After investing the amount of cash into the business the all the business owners doesn't tend to make a capital investment again if the business isn't performing well by a given time. If the business doesn't makes any amount of income or making less income to sustain the business and pay the rent, pay labor of the business, the business could go out of cash. Which means the business don't have money to pay the rent and pay for the labor. Because of that many business owners make the business go bankrupt.

Bankrupt is all about running out of cash. Banks won't show any interest to lend some money for a business which does have bad balance sheets. It's nearly impossible to sell the business to another party because the business is not getting successful.
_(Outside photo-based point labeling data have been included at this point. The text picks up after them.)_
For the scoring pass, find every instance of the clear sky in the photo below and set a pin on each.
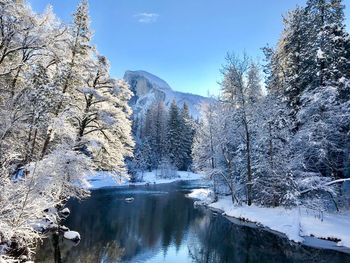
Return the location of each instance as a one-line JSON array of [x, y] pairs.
[[183, 42]]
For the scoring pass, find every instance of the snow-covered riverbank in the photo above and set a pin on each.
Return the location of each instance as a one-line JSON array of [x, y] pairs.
[[104, 179], [296, 224]]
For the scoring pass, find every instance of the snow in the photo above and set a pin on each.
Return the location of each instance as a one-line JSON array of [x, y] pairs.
[[72, 235], [105, 179], [296, 223], [157, 89], [203, 196]]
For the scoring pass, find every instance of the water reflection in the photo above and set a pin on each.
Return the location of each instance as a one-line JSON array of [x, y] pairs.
[[161, 225]]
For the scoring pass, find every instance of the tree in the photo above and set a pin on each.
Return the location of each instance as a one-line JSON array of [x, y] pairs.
[[238, 93], [174, 135], [187, 137]]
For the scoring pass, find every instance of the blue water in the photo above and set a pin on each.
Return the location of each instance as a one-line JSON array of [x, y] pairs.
[[162, 225]]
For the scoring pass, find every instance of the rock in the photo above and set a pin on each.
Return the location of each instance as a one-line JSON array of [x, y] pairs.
[[129, 199], [65, 212], [72, 235], [63, 228]]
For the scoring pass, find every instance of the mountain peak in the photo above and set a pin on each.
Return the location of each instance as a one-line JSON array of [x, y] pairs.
[[154, 80]]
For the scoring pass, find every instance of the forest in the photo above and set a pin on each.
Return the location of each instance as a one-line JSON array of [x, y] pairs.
[[278, 135]]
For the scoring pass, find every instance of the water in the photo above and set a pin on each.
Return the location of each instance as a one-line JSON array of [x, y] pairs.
[[162, 225]]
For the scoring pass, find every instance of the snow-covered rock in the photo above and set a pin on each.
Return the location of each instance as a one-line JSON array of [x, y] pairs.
[[72, 235], [100, 180], [148, 89], [204, 196], [296, 223], [65, 212]]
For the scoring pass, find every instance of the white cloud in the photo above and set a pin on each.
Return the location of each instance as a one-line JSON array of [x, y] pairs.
[[146, 18]]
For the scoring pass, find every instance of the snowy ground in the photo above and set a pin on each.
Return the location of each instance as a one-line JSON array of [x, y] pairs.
[[104, 179], [297, 223], [203, 196]]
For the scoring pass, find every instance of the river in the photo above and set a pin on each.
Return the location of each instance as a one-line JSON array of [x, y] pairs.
[[162, 225]]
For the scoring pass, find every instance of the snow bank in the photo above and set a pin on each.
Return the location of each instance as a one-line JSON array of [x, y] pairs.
[[204, 196], [105, 179], [295, 223], [72, 235]]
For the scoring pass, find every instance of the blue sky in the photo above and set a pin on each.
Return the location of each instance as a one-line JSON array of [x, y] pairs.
[[182, 41]]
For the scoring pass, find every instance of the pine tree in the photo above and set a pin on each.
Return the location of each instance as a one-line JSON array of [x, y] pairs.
[[174, 135], [187, 137]]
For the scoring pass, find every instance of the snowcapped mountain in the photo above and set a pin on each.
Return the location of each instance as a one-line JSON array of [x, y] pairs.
[[149, 88]]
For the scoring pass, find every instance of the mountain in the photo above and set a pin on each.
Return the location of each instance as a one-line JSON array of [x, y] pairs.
[[148, 88]]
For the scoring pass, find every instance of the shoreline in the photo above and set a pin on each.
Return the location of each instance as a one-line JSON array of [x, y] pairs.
[[298, 225]]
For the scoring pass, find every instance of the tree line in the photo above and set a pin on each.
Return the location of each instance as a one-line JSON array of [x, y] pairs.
[[163, 139], [62, 116], [287, 143]]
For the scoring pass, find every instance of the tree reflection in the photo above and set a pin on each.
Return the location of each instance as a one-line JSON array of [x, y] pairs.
[[161, 219]]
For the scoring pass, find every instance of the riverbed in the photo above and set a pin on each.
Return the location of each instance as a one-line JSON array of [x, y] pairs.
[[162, 225]]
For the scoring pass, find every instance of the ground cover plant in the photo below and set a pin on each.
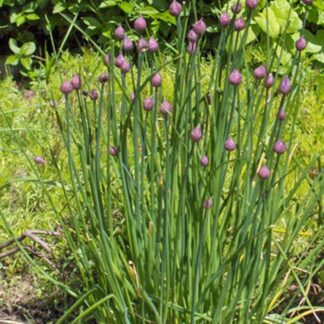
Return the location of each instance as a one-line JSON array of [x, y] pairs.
[[199, 172]]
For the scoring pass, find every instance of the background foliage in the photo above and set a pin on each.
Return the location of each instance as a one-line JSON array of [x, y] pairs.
[[25, 25]]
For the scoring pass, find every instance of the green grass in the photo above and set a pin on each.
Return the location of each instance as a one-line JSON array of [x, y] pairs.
[[23, 202]]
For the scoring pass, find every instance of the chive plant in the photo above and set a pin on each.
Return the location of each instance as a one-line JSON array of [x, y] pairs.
[[199, 179]]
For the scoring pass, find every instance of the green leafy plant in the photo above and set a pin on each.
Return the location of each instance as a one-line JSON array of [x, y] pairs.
[[22, 55]]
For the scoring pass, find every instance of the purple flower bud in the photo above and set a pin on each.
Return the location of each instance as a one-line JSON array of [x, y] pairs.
[[285, 86], [103, 77], [76, 81], [251, 4], [39, 160], [175, 8], [156, 80], [132, 97], [192, 36], [165, 108], [199, 27], [128, 45], [229, 144], [239, 24], [148, 104], [191, 48], [236, 8], [269, 81], [66, 87], [140, 24], [113, 150], [125, 67], [107, 59], [196, 134], [120, 32], [94, 94], [120, 59], [204, 161], [280, 147], [260, 72], [208, 203], [142, 45], [264, 172], [235, 78], [224, 19], [152, 45], [301, 43], [281, 114]]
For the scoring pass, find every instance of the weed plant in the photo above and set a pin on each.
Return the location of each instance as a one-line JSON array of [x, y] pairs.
[[208, 222]]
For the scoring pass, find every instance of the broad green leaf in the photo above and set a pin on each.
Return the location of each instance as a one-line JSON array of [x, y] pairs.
[[91, 22], [312, 45], [12, 60], [26, 62], [28, 49], [320, 58], [285, 14], [13, 46], [285, 57], [261, 20], [32, 16]]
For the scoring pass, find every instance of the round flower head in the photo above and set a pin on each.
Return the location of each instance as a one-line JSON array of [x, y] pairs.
[[196, 134], [128, 45], [280, 147], [140, 24], [165, 108], [76, 81], [239, 24], [148, 104], [285, 86], [103, 77], [125, 67], [281, 114], [260, 72], [207, 203], [120, 32], [191, 48], [269, 81], [113, 150], [120, 59], [152, 45], [107, 59], [156, 80], [66, 87], [264, 172], [199, 27], [229, 144], [251, 4], [235, 78], [192, 36], [94, 94], [39, 160], [236, 8], [301, 43], [224, 19], [141, 45], [204, 161], [175, 8]]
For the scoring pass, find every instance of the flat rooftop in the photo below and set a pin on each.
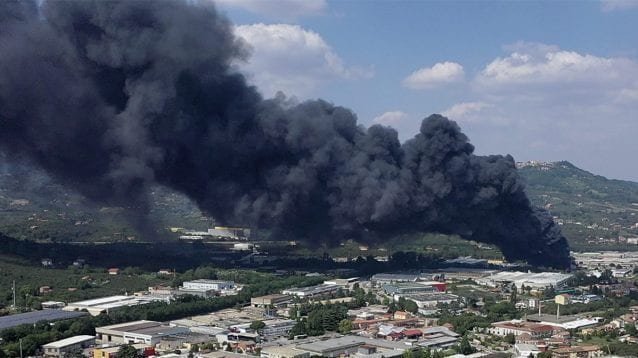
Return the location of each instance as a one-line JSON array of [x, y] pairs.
[[37, 316], [68, 341], [345, 342]]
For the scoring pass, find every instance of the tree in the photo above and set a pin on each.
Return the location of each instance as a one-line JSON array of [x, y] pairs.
[[345, 326], [127, 351], [257, 325]]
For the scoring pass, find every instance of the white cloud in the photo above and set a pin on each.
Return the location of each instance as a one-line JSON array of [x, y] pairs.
[[611, 5], [555, 104], [439, 74], [291, 59], [533, 70], [280, 9], [391, 118]]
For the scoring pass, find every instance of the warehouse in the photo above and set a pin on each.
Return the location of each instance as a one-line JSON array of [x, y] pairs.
[[105, 304], [274, 300], [148, 332], [37, 316], [539, 280], [60, 348], [311, 291]]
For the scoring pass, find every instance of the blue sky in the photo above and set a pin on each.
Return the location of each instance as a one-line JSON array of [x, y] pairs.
[[538, 80]]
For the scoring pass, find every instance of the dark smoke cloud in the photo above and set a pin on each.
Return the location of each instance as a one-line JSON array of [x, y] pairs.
[[112, 97]]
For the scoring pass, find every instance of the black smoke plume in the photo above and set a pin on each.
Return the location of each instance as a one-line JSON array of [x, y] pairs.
[[111, 97]]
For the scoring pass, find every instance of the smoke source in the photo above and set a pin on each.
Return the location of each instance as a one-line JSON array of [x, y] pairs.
[[111, 97]]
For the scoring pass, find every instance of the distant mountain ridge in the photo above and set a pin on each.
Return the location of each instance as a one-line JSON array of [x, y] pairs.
[[595, 212], [587, 206]]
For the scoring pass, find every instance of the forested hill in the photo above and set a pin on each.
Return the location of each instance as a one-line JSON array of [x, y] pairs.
[[595, 212], [32, 206]]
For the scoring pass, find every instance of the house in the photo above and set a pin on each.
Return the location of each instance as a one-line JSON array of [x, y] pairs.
[[515, 327], [47, 262], [562, 299], [79, 263], [578, 352]]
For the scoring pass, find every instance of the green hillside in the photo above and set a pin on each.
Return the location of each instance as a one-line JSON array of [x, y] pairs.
[[34, 207], [595, 212]]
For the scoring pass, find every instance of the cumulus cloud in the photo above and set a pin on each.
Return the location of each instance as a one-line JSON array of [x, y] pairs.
[[463, 110], [292, 59], [537, 68], [391, 118], [554, 104], [440, 74], [280, 9], [611, 5]]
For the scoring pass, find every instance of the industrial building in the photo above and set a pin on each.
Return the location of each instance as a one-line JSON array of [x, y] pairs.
[[207, 288], [386, 278], [353, 345], [429, 300], [147, 332], [417, 287], [311, 291], [59, 349], [539, 280], [217, 285], [274, 300], [288, 351], [33, 317], [143, 350], [516, 327]]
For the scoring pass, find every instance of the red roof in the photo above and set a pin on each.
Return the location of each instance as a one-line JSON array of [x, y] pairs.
[[412, 332]]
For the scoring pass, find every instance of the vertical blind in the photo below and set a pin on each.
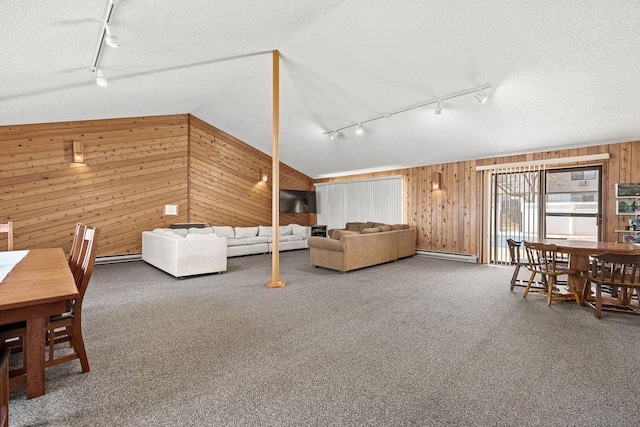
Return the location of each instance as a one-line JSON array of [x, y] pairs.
[[512, 208], [377, 200]]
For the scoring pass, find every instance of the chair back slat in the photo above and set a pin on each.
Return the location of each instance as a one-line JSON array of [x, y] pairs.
[[8, 228], [616, 269], [76, 247], [88, 250], [541, 257], [514, 251]]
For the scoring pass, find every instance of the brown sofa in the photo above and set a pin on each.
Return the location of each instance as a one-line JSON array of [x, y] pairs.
[[373, 243]]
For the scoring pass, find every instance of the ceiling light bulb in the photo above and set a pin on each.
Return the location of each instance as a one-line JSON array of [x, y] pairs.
[[480, 97], [100, 79], [110, 39]]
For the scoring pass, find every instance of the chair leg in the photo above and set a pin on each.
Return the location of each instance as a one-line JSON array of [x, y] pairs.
[[515, 276], [75, 332], [526, 289], [550, 283], [586, 292]]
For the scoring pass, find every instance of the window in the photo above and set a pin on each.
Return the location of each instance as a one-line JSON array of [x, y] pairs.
[[588, 175]]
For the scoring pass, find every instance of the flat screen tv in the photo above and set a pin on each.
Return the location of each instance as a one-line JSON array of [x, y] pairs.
[[297, 201]]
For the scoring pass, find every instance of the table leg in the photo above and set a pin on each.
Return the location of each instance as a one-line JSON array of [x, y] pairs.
[[35, 344], [579, 263]]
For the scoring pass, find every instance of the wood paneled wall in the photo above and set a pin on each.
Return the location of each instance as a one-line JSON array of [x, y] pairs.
[[225, 186], [133, 167], [450, 220]]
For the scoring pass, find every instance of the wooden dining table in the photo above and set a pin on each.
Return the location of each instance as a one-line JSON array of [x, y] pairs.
[[35, 289], [579, 252]]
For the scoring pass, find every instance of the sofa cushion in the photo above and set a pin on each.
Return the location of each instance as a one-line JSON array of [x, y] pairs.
[[265, 231], [243, 232], [193, 236], [256, 240], [399, 226], [224, 231], [236, 242], [169, 233], [370, 230], [365, 225], [353, 226], [300, 230], [200, 230], [292, 238], [337, 234], [284, 230]]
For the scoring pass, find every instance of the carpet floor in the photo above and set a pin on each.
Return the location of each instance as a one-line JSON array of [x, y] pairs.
[[415, 342]]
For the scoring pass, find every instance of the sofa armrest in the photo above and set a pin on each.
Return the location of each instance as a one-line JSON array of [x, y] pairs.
[[325, 243]]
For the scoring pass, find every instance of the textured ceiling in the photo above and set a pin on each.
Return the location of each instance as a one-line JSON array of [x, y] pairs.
[[563, 74]]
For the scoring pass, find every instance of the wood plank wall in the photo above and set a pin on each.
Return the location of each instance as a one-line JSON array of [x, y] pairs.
[[133, 167], [450, 220], [225, 186]]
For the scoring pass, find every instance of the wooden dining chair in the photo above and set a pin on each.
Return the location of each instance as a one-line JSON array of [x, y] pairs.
[[8, 228], [545, 260], [64, 327], [619, 272], [76, 247], [67, 327], [518, 261]]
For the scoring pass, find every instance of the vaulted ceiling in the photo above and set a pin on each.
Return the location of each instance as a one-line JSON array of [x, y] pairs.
[[563, 74]]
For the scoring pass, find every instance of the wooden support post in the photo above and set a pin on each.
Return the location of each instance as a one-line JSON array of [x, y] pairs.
[[275, 186]]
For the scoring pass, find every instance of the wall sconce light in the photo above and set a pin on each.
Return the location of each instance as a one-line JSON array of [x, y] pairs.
[[78, 152], [436, 181]]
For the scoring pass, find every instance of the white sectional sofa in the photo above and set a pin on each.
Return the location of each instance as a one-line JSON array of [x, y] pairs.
[[186, 252], [259, 240], [180, 253]]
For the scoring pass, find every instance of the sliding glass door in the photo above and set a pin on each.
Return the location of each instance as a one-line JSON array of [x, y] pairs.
[[530, 202]]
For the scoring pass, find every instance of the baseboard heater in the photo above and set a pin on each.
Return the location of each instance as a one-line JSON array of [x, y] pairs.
[[112, 259], [448, 256]]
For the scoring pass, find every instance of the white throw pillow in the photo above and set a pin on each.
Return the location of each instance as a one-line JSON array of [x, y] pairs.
[[196, 236], [285, 230], [265, 231], [224, 231], [244, 232], [168, 233], [299, 230], [205, 230]]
If the business is a partnership or a sole proprietary business, the business owners will need to pay any amount of debts out to any party. 

Not all business owners understand the risk and do have the knowledge to manage the risk in the business. Due to reasons as such a business could be declared as bankrupt.

Bankruptcy of Individuals

While businesses are going bankrupt, individuals also could go bankrupt in different ways and different times. Each and every person needs to have a balanced income and expense to sustain throughout the life. There could be times where individuals take loans from a bank to buy a house, buy a car and etc... It's the borrowing person's responsibility to make the repayment to the bank with the required interest to the bank.

Many individuals do have an understanding with regards to the income and expenses and there are some individuals who doesn't have any idea about balancing income and expenses. if a person is doing a job and he or she is making 1000USD per week which means his or her weekly spending should be equal or less than 1000USD which is technically his or her's income. Anything above that 1000USD means that person do have a bag expense habit. 

There are times where a person loosing a job a getting stuck of paying rent of the house, lease of the car and credit card bill. If that person wasn't able to find a job immediately which can match the basic and mandatory expenses of him or her, the bank won't like to lend money to that person and the house owner will not like to rent the house that person and that person could ended up in road. At a state with all the frustration a human could get to a state where he or she can't make a way to earn good amount of cash. At a moment like that the person could be marked as bankrupt person or declare bankruptcy.

Getting bankrupt could affect the credit rating of the individual and it could be nearly impossible to keep the heads up after going bankrupt. Managing wealth, managing income and expenses could be the only way to not to become bankrupt.